DISENGAGEMENT:  In an on point discussion this week I attributed this dwindling of respect and manners to technology and our loss of ability to be human; I mean really human, as in actually interacting with humans.  Think about it…most of our communications now are through some method of technology; and most don’t even involve actually speaking.  Instead of telling someone, to their face, that they are upset…they send a text message with broken language, odd use of capitalization and punctuation, and an abundance of emoticons or you get blasted on some form of social media or internet site.  We have become so reliant on technology that we have almost forgotten how to communicate and often feel really uncomfortable if and when we actually have to talk to someone else.  Do people even call in an order for pizza anymore?  We have all become so disengaged from other humans…

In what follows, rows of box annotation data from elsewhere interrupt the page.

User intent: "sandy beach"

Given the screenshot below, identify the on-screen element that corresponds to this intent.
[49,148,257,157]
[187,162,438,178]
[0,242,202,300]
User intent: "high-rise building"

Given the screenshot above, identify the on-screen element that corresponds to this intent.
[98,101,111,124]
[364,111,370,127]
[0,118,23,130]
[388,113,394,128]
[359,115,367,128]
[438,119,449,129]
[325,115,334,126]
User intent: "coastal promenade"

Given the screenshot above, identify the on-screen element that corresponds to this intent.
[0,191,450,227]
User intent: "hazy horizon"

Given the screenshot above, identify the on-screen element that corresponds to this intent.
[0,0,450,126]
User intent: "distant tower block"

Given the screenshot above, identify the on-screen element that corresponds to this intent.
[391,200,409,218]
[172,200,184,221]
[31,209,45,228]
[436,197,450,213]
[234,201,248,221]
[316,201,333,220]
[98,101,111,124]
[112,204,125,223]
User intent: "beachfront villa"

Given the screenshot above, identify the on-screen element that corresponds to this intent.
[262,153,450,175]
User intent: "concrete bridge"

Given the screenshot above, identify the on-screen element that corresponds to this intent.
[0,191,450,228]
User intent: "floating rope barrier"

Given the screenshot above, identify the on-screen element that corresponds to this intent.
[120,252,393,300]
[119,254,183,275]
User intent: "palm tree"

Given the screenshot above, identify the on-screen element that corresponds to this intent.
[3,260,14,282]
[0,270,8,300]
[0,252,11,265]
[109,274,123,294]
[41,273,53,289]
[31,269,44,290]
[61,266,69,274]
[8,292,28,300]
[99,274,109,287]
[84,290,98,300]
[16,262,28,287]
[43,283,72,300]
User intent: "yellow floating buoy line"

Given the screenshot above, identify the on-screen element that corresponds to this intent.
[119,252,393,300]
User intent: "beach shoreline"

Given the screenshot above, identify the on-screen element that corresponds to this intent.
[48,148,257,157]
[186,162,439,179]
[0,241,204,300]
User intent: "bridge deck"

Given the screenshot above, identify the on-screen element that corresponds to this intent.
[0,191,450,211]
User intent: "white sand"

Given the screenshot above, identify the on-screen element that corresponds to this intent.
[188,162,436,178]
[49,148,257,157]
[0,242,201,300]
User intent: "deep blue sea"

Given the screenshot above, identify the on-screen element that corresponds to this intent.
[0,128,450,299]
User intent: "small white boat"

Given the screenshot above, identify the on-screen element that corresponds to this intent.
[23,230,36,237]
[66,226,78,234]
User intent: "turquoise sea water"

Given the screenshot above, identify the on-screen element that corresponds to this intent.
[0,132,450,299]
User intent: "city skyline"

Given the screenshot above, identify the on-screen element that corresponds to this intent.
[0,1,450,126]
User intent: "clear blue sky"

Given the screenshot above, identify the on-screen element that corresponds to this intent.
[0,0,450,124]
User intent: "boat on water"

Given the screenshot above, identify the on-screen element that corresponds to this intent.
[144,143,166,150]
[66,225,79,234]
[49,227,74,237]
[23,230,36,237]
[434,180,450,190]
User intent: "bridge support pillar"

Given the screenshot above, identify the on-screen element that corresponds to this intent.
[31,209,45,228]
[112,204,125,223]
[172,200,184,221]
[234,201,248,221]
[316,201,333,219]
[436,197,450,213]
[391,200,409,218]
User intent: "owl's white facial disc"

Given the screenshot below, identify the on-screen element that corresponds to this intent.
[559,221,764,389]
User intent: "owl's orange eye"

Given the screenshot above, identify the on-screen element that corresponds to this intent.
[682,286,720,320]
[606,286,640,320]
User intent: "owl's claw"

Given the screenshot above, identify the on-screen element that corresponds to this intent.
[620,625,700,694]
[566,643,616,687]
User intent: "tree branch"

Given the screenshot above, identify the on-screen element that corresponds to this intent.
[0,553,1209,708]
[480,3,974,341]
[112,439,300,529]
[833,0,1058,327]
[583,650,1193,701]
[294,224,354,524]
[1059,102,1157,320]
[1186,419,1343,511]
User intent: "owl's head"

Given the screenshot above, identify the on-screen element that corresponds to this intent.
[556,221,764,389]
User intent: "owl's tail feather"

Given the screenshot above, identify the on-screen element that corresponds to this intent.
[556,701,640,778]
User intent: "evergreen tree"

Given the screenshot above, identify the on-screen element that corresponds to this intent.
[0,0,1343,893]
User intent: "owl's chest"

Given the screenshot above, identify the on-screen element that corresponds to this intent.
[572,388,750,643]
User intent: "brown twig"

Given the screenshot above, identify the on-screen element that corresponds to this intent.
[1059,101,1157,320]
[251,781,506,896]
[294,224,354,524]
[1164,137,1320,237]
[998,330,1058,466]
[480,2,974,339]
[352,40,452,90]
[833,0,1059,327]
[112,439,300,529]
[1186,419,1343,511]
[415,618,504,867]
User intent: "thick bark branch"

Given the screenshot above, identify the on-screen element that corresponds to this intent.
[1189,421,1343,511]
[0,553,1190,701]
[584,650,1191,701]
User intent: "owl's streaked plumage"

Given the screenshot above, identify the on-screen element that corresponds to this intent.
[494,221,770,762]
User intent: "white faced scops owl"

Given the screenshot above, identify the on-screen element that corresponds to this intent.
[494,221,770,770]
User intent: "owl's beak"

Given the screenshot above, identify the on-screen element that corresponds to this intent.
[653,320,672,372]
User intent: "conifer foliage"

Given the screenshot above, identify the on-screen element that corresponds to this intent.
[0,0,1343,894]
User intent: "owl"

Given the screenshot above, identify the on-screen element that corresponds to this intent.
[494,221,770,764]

THE HABIT OF TECHNOLOGY: Next time you are out in public, look around at how many people are “together” but are totally or partially disengaged because they are too busy staring at a screen.  Maybe this even happens in your own home?  Until I started raising a fuss about it, and only because I became more self aware of the trap that I was falling into myself, it would be a regular and normal occurrence for myself and my significant other to be sitting on the sofa together, with the television on, but each also be totally engaged in something else online – be it reading an article or playing a game on our phones, tablets or laptops.  It’s a BAD habit!  It’s like one form of stimuli has become not enough…and we need more constant interaction in order to feel comfortable.  But we aren’t the only ones.  According to studies done by the Pew Research Center, “some 21% of Americans now report that they go online “almost constantly”  and “67% of cell owners find themselves checking their phone for messages, alerts, or calls — even when they don’t notice their phone ringing or vibrating.”  With all of this being online and/or constantly checking devices for messages, alerts or calls, it’s no wonder we, as a society, are no longer really connecting with people the way we used to.

WHEN HUMANS DO CONNECT:  Interestingly on point, I recently stumbled across the Liberators International organization who posted a video on their Facebook page showing an eye contact with strangers experiment posing the question “Where has the human connection gone?”  You are encouraged to link to and watch the short video for yourself, however, the idea was to have two total strangers sit and look into one another’s eyes for an entire minute.  The results…smiles, tears and/or hugs…from strangers.  So very amazing…and the facial expressions…so very telling and profound.

TIME TO MEND THE BROKEN:  The more we “connect” through technology and become akin to an individual island with a population of one the less we REALLY connect in a way where real emotion is involved.  The less legitimate human connection we have, the greater the opportunity for an IDGAF (I don’t give a F!) attitude to develop and the more opportunity we create for words and thoughts (mean ones) to flow without consideration for any consequences; for ourselves and for others.  Indeed, with the loss of our ability to really connect and communicate, we have also seemingly managed to lose the concept of manners and respect.  It’s time to figure out how to gain those characteristics back…one step at a time.

EXPERIMENT:  Try unplugging from technology (no cheating) during a time that you would normally “check in.”  This could be at home around family, at dinner with friends, or even just some time by yourself.  See how it makes you feel and what things around you you notice and report back.  I’d love to hear your feedback.